Hey, cheers for the shout-out, JB! and I have to say, again, how much I loved that moment when she licks his shoulder. It's so elemental, primal ... as if she'd eat him if she could, she loves him so much. It's terrifying, really.

Where did I just read someone say about Weisz that "she runs hotter than other actresses" -- a visual image I can't shake, and which captures her so well here. I don't think it was in one of your pieces. David Thomson? Anthony Lane?

JB said...

I've been trying to lick my own shoulder, just to reenact that scene. Keep getting tongue cramps.

Regarding Weisz's temperature levels, I don't know. Wasn't me, that phrase, and doesn't really sound like a DT metaphor. But I defer to David Berman/Silver Jews, and will file Weisz into the very exclusive realm of Marc's Sisters.

"I had this friend his name was Marc with a "c"/
His sister was like the heat comin' off the back of an old TV..."

Feminema said...

But I must protest! it's far sexier to imagine Weisz as a hot muscle car than the back of an old TV. The latter is just...so pedestrian, and she's so not.

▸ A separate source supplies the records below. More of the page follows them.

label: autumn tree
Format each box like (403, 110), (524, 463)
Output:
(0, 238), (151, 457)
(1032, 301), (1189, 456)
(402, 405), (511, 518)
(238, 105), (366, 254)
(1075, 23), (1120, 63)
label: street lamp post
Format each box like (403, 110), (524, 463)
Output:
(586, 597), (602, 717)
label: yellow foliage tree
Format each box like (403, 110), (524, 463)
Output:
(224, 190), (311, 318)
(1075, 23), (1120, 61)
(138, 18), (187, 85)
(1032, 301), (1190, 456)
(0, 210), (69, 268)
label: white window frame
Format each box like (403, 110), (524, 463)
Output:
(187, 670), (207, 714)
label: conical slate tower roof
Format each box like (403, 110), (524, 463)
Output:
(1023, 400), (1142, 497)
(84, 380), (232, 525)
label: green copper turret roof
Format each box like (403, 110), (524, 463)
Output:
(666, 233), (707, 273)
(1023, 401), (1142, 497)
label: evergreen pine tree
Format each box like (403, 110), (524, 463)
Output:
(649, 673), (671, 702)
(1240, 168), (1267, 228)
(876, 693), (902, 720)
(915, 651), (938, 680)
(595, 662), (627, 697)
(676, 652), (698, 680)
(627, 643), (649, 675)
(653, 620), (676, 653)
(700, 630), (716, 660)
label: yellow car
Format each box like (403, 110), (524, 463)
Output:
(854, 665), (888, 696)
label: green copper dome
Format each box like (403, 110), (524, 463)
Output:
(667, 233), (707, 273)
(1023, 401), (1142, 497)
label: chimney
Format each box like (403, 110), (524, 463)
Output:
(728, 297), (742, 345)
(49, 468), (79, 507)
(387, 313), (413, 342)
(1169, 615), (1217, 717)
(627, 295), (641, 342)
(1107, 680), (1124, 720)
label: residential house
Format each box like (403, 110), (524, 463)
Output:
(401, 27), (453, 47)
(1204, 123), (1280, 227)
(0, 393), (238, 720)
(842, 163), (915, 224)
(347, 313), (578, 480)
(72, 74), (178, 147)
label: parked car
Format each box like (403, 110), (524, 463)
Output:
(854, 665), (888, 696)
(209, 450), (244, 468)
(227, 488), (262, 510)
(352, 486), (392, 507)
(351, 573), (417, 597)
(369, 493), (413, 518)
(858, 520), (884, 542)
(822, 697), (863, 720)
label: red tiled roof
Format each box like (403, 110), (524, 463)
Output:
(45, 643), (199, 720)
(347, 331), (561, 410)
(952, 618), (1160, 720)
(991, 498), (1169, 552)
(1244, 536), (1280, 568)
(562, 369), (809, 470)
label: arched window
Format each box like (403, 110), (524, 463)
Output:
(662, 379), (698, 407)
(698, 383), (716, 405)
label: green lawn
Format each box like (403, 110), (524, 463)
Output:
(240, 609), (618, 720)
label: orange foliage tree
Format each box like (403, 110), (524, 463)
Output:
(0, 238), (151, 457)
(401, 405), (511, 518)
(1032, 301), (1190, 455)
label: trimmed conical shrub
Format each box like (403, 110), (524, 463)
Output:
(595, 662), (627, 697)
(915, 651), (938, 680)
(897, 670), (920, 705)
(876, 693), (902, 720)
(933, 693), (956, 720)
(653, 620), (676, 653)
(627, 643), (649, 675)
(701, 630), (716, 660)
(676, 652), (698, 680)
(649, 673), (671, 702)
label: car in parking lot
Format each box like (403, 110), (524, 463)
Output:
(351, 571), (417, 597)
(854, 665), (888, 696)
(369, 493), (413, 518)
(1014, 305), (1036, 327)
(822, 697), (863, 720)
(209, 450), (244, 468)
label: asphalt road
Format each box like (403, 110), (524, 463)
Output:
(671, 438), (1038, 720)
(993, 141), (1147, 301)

Also Dave Berman: not pedestrian.

Wishing there were better movie choices around here. I'm resigned to seeing The Five Year Engagement (speaking of a pedestrian film that doesn't run hot in the least) one of these days, if only to crush it beneath the heel of my biting criticism. Or so I've been led to expect.

JB said...

I used to have a car that over-heated all the time, like in the middle of 18-hour road trips, or on the way to a concert. So perhaps not a sexy image for me. The 30-year-old TV I've watched every movie I've seen at home since moving out of my parents' house however... bring on that heat! Like gamma rays from outer space!

Haven't seen Engagement. Good luck with that. I did just hear Guillermo del Toro talk about Hitchcock for a couple hours after screening North by Northwest. That was pretty awesome.